The waiter had just brought them their dessert when she came in. As she passed she looked at him with no surprise, almost with no recognition, and she sat down at the table behind Gene. With her was a skinny little man with dark glasses, whom Jack took to be Denton, and when he could think again he felt angered and cheated that Denton was not old, as he had believed. Then he was angered still more at the realization that this was not Denton.
V sat opposite him, one table removed. He had to look at her when he looked at Gene, with the man’s dark, cropped head between. He had to loo
k at her but she did not meet his eyes, talking animatedly to her escort. Her hair was blonder, drawn back high on her head, and her face was deeply tanned.

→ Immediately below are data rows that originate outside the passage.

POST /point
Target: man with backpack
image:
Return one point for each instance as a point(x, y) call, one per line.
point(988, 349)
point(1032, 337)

She looked shiny and expensive in a gold dress that was cut low to show the cleft of her breasts.
Then he could bear seeing her no longer and his fury turned on Gene because he could not get her out of the dining room quickly enough. Waiting in the lobby while Gene went to the powder room, he was sick with anger and impatience and desire. He lit a cigarette and immediately strode to the tall blue-and-white vase that stood by the door, to grind it out in the sand. He turned toward the entrance to the dining room. Helplessly he walked in.

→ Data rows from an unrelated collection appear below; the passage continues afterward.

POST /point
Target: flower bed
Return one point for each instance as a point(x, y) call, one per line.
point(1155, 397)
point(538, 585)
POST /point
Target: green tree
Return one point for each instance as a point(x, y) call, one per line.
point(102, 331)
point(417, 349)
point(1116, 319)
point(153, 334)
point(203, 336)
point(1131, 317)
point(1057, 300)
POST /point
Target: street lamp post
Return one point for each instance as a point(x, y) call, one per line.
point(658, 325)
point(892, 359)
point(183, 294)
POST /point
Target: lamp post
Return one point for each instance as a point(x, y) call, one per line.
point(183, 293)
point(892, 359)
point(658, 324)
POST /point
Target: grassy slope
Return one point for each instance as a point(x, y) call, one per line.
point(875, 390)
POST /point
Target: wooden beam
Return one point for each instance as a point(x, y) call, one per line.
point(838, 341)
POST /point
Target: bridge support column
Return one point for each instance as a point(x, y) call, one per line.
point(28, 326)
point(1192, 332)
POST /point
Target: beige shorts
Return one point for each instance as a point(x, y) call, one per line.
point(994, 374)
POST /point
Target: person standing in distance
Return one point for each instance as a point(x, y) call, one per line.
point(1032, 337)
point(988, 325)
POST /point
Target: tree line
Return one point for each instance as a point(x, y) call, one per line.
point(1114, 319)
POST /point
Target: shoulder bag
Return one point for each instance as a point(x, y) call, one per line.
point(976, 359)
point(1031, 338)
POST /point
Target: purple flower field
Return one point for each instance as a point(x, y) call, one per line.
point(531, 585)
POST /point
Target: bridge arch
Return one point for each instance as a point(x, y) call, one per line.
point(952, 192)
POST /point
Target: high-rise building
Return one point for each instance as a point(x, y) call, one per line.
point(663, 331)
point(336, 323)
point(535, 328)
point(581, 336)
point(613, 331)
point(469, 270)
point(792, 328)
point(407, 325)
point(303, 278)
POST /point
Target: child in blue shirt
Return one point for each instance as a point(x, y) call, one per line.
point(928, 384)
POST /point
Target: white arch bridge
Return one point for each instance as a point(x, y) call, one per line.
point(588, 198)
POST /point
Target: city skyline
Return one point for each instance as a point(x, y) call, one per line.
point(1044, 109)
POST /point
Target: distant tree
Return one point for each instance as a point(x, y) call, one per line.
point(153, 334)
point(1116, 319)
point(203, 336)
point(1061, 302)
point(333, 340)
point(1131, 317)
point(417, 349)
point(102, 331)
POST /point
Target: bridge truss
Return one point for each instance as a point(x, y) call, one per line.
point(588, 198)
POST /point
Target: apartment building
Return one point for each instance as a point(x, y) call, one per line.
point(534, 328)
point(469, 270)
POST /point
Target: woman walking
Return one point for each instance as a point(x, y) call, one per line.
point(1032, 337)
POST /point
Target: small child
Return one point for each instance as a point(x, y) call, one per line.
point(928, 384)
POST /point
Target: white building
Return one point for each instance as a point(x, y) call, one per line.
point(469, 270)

He made his way across to the table where V was sitting. He put his hands on the tabletop, leaning forward and searching her eyes for a look he knew must be there, a flicker, a shadow, something to show she knew she had caught him again. She put her hand to her throat. A ring sparkled on her finger. He heard the man say something.
“Call me in half an hour,” he said steadily, tight-lipped, to V. “Franklin 5852-R.”
“I beg your pardon,” the man said. He put his napkin on the table and moved to get up. He had on a tuxedo and a black tie and his nails had been manicured.
“Never mind it,” Jack said to him. It seemed unfair that V should be attractive to men like this, who wore tuxedos to dinner and had educated accents and manicured fingers, and probably bought a new Cadillac every year. He grimaced and looked back at V and said, “Franklin 5852-R.”
“See here, get out of here!” the man said, and Jack turned and walked away from the table. Gene was waiting in the lobby. She had just had a permanent and her hair was stiff and tightly curled. He came up behind her and took her arm.
Driving home, he wondered what there was in him that V wanted. For he had known she had wanted him tonight; even though she had looked at him with no expression on her face, even though she had not said a word, and he knew she would phone him. But suddenly completely conscious of what he was, he wondered why she wanted him. He saw himself as a big, cheap grade foreman who didn’t know how to speak properly and had no manners, who worked with his hands and wore dirty clothes all day and had dirt permanently imbedded under his fingernails, whom she had seen drunken and despicable and cruel, who had killed a man in an animal fight, who had forced her to leave him once and had left her twice; why did she want him? He did not know, but for the first time he was jealous of her and not of someone else. She had started no better than he, but now she was better. She had money now, expensive clothes, jewelry; she was beautiful and desired by men who would not have spit on him had they even thought of him. He wondered at it, watching the streets and lampposts and houses flash by, and he was afraid to look at Gene, who sat silently beside him, staring up at his face with worried eyes.